The time has come for Dixon to invest in its library.
A Library Board representative asked the Dixon City Council last week to help pay for maintenance that has been deferred, we believe, for far too long.
On the list of needed repairs and maintenance:
Possible asbestos removal.
The leaky roof is a particular concern. When you are tasked with preserving thousands of books, not to mention computers, movies, music, periodicals, and other materials, you don't want water dripping on them.
What you want is an inviting place where people, young and old, can expand their horizons while making use of a vast storehouse of knowledge.
The library has made repairs to gutters and drainage, using donated money, but that source will go only so far.
The Library Board has determined that the necessary work could be done for $1.5 million.
The board can put up $300,000 of the money, meaning that the city would be asked to provide $1.2 million.
Several financial scenarios were discussed at last week's City Council meeting. Under one plan, the city would lend the $1.2 million, and the library would pay the city $100,000 a year until the no-interest loan was retired.
The repayment funds would come by increasing the library's tax rate from 17 cents per $100 assessed valuation to 25 cents. After the loan was repaid in 12 years, Library Board members would like to maintain the rate at 25 cents so money could accumulate in a capital improvements fund to keep current on necessary repairs.
In discussion, the thought was put forth that taxpayers would not have to pay any extra for the library work, because the city has some financial flexibility from its recovery last year of about $40 million from the Rita Crundwell thefts.
A second idea discussed might involve a transfer of funds by the city to the library, with no repayment expected, in the same way as the city gives money to Dixon Tourism or the Dixon Municipal Band.

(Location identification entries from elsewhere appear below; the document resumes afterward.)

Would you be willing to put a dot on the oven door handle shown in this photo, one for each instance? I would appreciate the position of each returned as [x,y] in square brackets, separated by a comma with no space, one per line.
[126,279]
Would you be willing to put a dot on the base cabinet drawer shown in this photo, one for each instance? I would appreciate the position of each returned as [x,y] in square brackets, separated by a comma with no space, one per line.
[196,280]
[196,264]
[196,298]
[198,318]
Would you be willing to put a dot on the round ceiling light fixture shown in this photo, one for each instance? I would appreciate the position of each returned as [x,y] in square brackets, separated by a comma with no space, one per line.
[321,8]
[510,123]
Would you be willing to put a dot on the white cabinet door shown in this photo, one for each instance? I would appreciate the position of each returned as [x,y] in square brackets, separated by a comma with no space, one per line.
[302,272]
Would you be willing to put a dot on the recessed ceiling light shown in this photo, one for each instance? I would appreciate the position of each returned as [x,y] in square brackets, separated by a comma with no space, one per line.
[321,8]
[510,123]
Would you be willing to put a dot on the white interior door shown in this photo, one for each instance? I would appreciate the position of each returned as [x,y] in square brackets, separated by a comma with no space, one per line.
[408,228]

However Mayor Jim Burke and the City Council decide to finance it, the work needs to be done. The Crundwell thefts that crippled city finances for more than 2 decades probably had something to do with the deferral of maintenance projects, so the return of millions of Crundwell dollars ought to be a signal to make such an important investment.
The City Council is expected to vote on the proposed loan Monday.
If our read of the situation is correct, we believe the city is on the same page as the Library Board as it works to renew its facility.
It's time to close the book on deferred maintenance. This is one request that should not be shelved.